Cool!  You may also be interested in the calamari branch of diamond:
https://github.com/ceph/Diamond/tree/calamari

This will grab all the perf counters and send them back to a graphite 
server that you can run whatever queries you wish to on.
> The first version of this tool is available on github
> (https://github.com/Ved-vampir/ceph-perf-tool). May be, after
> improvements, this tool will be useful for other people and it can
> appear in ceph in some way. It would be cose, if such utility will be
> in ceph "out of the box". May be, we can merge it?
There has been discussion in the past about allowing users to run 
arbitrary admin socket operations via the mon, that would at least 
remove the need for a program like yours to do its own SSHing. However, 
regular polling of 1000s of OSDs perf stats via this mechanism could 
quickly have a measurable impact on things.

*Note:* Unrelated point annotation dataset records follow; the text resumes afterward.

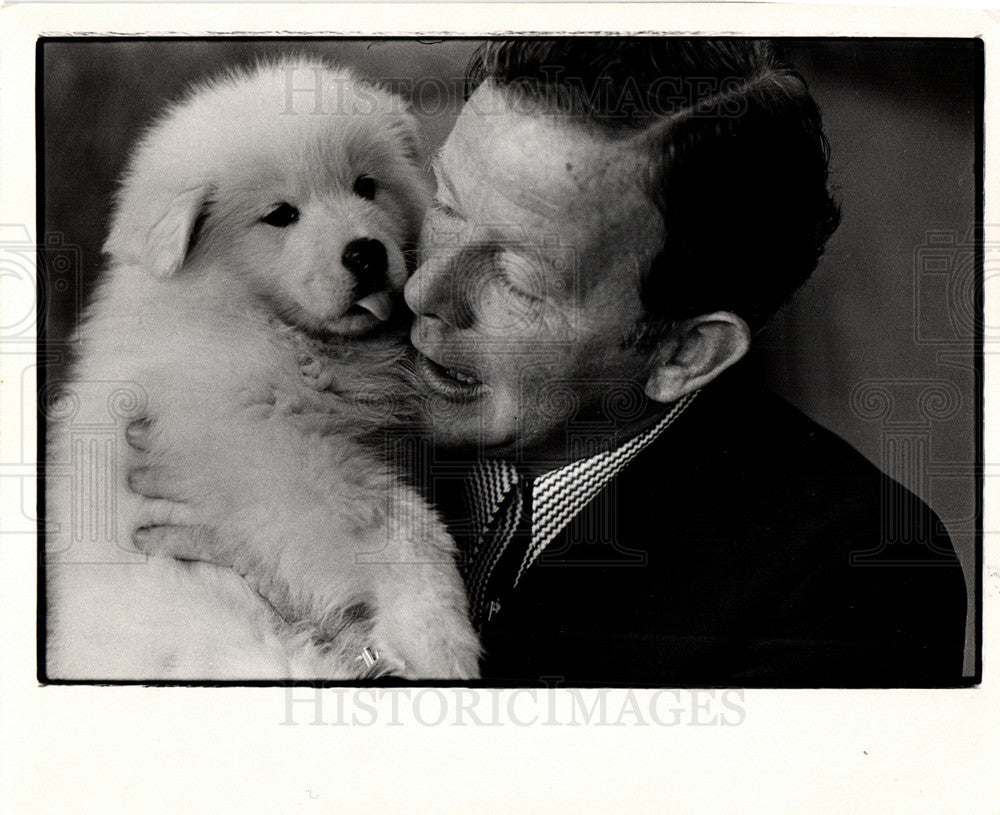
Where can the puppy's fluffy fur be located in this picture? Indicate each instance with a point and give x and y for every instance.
(238, 333)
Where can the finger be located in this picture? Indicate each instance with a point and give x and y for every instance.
(138, 434)
(183, 542)
(156, 481)
(161, 512)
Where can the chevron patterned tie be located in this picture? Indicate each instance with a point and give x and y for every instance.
(500, 549)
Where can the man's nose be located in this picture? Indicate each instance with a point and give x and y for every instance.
(432, 289)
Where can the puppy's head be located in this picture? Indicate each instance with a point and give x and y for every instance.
(296, 182)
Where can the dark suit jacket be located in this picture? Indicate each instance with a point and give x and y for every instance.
(746, 546)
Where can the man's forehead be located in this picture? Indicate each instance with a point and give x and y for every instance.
(542, 161)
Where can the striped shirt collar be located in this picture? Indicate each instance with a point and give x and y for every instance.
(557, 495)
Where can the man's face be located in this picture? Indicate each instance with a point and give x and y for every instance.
(528, 287)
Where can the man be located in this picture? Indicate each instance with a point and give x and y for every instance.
(614, 220)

The other thing that would be very nice to add into the main ceph .py 
code is the general service discovery part where we enumerate which 
services are running on a node and get their admin socket paths: 
currently this is done in both the diamond collector module and in the 
calamari salt module.
>
> It would be great, if there will be internal possibility to collect
> info about whole cluster from one node. May be, something like
> extension for "tell" command, which can call any node directly and
> replace external network connections. Or improved version of "ceph osd
> perf" command, which would allow to get more info.
>
This pretty much already exists if someone chooses to deploy 
diamond+graphite.  Perhaps we need to talk about what's wrong with that 
solution as it stands?  I'm guessing the main problem is that it's less 
highly available than ceph mons, and comparatively heavyweight, 
especially if one is only interested in the latest values.

Cheers,
John